|
|
N°97, 07 июня 2004 |
|
ИД "Время" |
|
|
|
|
Артист и его загадка
Или что произошло с Хосе Каррерасом в антракте
На сцене Московского дома музыки сольный концерт в сопровождении Национального филармонического оркестра и собственного постоянного дирижера молодцеватого Давида Хименеса дал третий участник трио трех теноров Хосе Каррерас. Двое других, Лучано Паваротти и Пласидо Доминго, пели в свежезапущенном московском зале также в течение этого сезона. Каррерас завершил теноровую серию ММДМ, одновременно продолжив звездно-вокальную череду, предлагаемую залом в этом сезоне: кроме теноров за сезон здесь успели отметиться Джесси Норман и Мария Гулегина, а перед самыми каникулами выступит блистательная Кири Те Канава.
От Каррераса здесь ждали необычайного. В отличие от своих коллег по трио он запланировал в Москве развернутую сольную программу -- без нескончаемых потоков оркестровых эпизодов (всего четыре оркестровые паузы на два добротных отделения) и бесчисленных партнеров и партнерш. В числе московских соратников Каррераса уже было столько удивительного народа (от Аллы Пугачевой и Ларисы Долиной до Сары Брайтон, Сиссел и Эммы Шаплин), что продолжать шокировать публику было бы уже странно.
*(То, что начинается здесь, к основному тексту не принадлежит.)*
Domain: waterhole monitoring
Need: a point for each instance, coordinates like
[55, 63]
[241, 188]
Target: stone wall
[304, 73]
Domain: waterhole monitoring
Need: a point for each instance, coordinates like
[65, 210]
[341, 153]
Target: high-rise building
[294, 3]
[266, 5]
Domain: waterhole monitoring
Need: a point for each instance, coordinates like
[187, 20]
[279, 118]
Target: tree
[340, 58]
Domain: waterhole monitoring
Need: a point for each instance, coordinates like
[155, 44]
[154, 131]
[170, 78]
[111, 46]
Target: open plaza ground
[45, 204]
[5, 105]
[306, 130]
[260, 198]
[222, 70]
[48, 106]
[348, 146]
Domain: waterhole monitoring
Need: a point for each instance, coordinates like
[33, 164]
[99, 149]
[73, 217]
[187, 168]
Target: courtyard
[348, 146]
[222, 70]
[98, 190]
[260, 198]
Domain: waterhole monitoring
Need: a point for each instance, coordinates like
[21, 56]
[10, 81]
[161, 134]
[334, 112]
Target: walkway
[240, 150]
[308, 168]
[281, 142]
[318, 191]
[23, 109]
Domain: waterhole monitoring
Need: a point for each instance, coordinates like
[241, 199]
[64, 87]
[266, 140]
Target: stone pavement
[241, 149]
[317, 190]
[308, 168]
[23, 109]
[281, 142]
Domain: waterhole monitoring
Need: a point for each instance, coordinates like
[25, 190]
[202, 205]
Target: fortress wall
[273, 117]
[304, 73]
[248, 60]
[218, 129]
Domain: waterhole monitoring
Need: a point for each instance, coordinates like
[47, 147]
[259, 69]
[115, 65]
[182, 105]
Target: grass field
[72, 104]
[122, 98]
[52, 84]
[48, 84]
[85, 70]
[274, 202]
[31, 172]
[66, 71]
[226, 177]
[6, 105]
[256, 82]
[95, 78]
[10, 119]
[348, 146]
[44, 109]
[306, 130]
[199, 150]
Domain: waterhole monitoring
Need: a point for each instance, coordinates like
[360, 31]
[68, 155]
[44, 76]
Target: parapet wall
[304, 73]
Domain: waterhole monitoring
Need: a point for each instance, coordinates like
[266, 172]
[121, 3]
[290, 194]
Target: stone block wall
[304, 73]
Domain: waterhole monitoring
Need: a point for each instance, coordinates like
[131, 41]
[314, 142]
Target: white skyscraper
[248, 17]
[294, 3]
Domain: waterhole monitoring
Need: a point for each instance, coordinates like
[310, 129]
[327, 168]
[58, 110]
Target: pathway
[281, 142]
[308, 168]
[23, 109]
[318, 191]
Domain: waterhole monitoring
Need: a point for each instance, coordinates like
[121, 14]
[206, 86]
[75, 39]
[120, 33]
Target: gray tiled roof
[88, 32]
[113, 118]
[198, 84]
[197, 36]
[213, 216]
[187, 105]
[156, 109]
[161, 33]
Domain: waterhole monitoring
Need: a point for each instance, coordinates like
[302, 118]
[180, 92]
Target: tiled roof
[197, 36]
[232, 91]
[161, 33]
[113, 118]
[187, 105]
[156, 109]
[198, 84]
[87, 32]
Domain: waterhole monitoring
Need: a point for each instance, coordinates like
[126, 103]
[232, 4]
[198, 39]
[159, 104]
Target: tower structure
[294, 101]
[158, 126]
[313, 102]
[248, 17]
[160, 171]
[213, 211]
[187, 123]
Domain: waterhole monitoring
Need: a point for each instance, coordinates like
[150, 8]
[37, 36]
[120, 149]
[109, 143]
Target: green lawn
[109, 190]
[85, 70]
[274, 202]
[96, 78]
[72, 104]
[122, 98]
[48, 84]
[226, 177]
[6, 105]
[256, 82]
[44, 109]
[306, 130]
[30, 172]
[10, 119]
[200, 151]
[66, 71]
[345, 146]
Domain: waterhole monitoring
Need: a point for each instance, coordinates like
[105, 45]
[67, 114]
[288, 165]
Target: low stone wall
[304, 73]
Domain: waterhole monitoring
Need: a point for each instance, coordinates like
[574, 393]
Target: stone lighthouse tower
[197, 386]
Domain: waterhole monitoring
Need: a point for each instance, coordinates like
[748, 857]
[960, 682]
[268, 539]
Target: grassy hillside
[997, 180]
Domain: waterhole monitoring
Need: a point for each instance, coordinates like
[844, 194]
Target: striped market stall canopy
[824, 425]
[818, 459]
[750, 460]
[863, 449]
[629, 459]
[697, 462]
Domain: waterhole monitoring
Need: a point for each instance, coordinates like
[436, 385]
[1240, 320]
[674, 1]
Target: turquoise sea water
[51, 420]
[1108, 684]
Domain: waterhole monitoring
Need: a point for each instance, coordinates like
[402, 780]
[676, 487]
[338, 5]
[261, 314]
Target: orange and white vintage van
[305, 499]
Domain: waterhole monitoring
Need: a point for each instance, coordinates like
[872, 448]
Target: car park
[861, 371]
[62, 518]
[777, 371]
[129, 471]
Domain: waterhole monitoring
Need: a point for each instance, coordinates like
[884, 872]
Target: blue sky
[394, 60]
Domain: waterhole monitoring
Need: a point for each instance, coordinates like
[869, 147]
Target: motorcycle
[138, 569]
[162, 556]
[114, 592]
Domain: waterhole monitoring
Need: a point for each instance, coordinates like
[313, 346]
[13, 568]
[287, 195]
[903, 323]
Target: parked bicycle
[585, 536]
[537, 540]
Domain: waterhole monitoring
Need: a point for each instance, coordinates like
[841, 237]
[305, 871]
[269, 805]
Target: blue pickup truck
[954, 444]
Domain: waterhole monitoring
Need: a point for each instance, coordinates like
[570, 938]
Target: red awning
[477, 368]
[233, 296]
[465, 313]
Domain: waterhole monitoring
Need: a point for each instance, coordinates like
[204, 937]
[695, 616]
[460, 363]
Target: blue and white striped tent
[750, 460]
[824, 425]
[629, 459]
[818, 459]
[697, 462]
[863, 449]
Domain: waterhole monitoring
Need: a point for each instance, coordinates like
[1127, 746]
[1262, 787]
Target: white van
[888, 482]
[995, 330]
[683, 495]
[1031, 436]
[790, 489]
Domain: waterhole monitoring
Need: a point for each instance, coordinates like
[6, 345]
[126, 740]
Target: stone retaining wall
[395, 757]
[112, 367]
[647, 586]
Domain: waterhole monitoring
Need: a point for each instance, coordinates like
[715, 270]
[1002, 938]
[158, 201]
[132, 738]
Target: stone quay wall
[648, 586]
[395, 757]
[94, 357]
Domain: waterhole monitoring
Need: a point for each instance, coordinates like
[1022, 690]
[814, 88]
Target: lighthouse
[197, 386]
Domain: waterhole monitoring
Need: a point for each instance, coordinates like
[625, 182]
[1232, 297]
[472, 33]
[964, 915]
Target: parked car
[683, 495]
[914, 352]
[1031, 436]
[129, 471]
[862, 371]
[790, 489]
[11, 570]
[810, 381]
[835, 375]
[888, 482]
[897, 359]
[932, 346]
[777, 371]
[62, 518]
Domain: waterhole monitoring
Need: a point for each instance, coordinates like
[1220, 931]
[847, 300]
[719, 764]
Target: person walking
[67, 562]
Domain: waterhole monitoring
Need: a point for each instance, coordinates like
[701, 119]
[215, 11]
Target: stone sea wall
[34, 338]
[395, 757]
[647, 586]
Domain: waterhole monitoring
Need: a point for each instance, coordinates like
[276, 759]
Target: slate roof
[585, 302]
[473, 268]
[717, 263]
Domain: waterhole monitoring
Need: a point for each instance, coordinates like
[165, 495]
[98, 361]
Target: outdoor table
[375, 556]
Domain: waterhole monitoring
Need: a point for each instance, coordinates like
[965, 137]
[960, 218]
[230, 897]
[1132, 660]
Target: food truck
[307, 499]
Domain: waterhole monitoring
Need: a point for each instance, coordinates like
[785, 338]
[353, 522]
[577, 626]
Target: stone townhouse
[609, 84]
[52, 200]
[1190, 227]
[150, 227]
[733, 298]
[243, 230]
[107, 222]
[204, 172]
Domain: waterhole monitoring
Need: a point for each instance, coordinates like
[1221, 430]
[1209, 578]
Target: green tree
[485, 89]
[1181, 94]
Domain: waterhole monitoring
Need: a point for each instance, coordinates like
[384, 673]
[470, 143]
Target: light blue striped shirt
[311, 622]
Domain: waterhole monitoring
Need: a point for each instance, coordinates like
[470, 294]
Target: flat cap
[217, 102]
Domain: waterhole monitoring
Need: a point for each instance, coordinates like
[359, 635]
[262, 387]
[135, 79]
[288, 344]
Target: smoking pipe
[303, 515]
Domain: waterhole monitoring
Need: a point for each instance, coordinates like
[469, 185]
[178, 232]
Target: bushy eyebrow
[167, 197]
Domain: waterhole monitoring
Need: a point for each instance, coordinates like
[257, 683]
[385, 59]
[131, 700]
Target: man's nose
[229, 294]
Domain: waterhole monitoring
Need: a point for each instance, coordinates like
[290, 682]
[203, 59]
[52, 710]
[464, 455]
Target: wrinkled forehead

Хосе Каррерас пел много, предлагая публике подробный список не оперных арий, а популярных испанских и неаполитанских песен: «Неаполитанская серенада», «Запретная мелодия», «Гуаппария» и прочее. Накануне певец признался на пресс-конференции, что собирается петь то, что хочет слышать публика. Видимо, те, кто хотел бы от Каррераса оперных партий, пусть даже в фрагментарном концертном виде, составляют такое печальное меньшинство, что и учитывать его бессмысленно.
Между тем при всей неординарности песенных объемов, выдаваемых на-гора любимцем испанской королевской семьи, международного сообщества благотворителей, оперной и самой широкой публики, первое отделение достойно войти в историю под титулом «самый печальный вокальный концерт мировой звезды в Москве». Происходящее в чудесно наполнившемся зале (билеты от 1 тыс. до 25 тыс. распродались не полностью, но было много приглашенных) выглядело так сухо, формально, дежурно, вокально бледно и оркестрово смутно (певческим проблемам с тембром в нижней чести диапазона, с верхними нотами и суховатой серединой отвечал пресный оркестровый ансамбль с мирно бряцающей артикуляцией), что грустные мысли о шестеренках мировой шоу-индустрии, превратившей выдающегося оперного певца в послушный концертный механизм, преобладали над удовольствием видеть и слышать героическую знаменитость.
Но во втором отделении Каррерас преобразился. Низы зазвучали, верхние ноты покорялись, откуда-то выглянуло обаяние, мелодии стали пластичны. Каррерас начал немного общаться с публикой, выглядел царственно и уютно разом. Беспечно справлялся у первой скрипки, а что это мы поем: «Ах да, совсем забыл».
Есть несколько версий того, что случилось с певцом в антракте. Заглянула дочка с другом, повеселила папу. Пришла телеграмма с приветом от новобрачного испанского принца. Ему самому стало скучно от собственной скучности в невеселом сочетании с провинциально звучащим оркестром (НФОР разошелся только в Интермеццо из сарсуэлы «Свадьба Луиса Алонсо», которое выучил еще к концерту с Доминго). А может, ничего особенного и не произошло. Просто на фоне первого отделения второе производило сильное впечатление. Ведь перемены в манерах и вокале не были так уж волшебны: всего-то стали заметны ум, многолетнее мастерство и отблеск хорошо известной по записям и рассказам душевной грации, оттенившей немного усталый голос и оживившей обаятельные песни, гордость южных теноров.